Message Boards Message Boards

GROUPS:

Live Coding Sessions from Andreas Lauschke

Posted 2 months ago
1582 Views
|
14 Replies
|
20 Total Likes
|

This is the section for the Andreas Lauschke Live Coding Sessions. I will update this section after every live coding session with new material.

You can always watch the live stream at the Wolfram Section of TwitchTV.

First session, Apr 26, 2019, 5pm EDT, Operator Notation with Application

The .nb for the session is the attachment PDS001.nb. The homework questions are in the attached file PDS001-homework-questions.nb

Second session, May 2, 2019, 5pm EDT, Introduction to Association and Dataset, part 1.

The .nb for the session is the attachment AssocDataset002.nb. The homework questions are in the attached file AssocDataset002-homework.nb. The election data is in the file 2016 US Presidential Election Results by County.csv.

Third session, May 21, 2019, 5pm EDT, Introduction to Association and Dataset, part 2

The .nb for the session is the attachment AssocDataset003.nb.

Fourth session, June 4, 2019, 5pm EDT, Introduction to Association and Dataset, part 3

The .nb for the session is the attachment AssocDataset004.nb.

Fifth session, June 18, 2019, 4pm EDT, Dataset, Query, and Web Scraping of Free Data

The .nb for the session is the attachment DatasetQueryWebScraping005.nb.

14 Replies

Looking forward to the 2nd live-coding session

Thank you, I enjoyed your session and am looking forward to the next one.

I only just tripped across your first presentation. Great, great stuff. Operators, associations and datasets have been awkward material for me, as I am "hardwired" to lists and traditional functional programming. Please continue at the level and pace you have set in the first presentation.

Thank you very much for your constructive feedback.
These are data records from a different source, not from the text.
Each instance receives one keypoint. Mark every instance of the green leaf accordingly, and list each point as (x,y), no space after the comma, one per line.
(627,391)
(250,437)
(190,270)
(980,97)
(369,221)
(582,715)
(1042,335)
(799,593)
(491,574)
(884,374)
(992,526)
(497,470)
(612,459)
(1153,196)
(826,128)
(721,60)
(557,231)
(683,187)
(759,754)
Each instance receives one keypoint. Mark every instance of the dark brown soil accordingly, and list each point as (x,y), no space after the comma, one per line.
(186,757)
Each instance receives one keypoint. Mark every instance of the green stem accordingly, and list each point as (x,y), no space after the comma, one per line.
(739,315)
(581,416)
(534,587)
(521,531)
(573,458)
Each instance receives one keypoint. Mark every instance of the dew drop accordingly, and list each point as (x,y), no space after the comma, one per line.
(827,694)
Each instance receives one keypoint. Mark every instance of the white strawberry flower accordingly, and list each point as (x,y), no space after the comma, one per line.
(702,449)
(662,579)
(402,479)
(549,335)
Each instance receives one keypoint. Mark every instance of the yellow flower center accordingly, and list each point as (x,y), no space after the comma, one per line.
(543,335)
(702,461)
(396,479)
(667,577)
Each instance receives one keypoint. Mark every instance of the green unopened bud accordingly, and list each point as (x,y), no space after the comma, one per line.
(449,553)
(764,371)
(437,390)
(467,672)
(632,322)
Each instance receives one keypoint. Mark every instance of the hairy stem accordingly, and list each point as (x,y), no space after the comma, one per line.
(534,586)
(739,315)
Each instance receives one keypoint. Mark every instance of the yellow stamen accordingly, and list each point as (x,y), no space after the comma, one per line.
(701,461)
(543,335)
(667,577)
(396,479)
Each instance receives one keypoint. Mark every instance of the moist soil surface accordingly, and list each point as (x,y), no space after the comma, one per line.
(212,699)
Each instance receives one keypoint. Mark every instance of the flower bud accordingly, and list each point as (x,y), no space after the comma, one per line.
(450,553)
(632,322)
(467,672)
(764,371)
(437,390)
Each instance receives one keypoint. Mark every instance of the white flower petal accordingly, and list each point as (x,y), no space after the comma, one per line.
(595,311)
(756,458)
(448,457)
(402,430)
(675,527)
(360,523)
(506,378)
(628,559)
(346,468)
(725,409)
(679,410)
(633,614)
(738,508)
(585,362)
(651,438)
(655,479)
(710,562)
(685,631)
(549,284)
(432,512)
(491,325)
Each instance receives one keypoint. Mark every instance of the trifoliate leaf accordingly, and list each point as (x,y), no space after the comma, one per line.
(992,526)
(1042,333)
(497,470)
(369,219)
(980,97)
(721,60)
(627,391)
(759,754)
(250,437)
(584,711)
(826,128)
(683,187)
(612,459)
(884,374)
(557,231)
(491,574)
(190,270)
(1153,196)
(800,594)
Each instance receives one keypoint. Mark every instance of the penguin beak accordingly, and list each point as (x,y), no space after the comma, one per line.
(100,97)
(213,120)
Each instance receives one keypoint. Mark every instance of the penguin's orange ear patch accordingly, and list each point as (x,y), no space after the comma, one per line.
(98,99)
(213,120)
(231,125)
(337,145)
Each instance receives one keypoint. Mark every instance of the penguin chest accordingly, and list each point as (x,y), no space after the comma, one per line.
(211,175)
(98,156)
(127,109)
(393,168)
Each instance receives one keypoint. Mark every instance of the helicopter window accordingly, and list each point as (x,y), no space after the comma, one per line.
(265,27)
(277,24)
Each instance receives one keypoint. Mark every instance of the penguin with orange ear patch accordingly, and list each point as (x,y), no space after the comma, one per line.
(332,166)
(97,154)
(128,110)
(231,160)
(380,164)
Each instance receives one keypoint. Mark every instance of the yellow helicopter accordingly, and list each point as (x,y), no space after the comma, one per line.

At this point there is no planned end date for my live coding sessions, and I expect many more sessions, as the data scientist's progression

  • data sourcing / handling / filtering / aggregation
  • application (optimization, statistics, AI / NN / ML / DL, ...)
  • pure math <--> applied math

is a sheer endless paradise for the serious analyst / data scientist who can harness the appropriate tools to make inroads. And there is no other software system that is as highly integrated as the M system, so here is the place where I will demo the applicability of the M system to tackle real-world problems with concise and intuitive code.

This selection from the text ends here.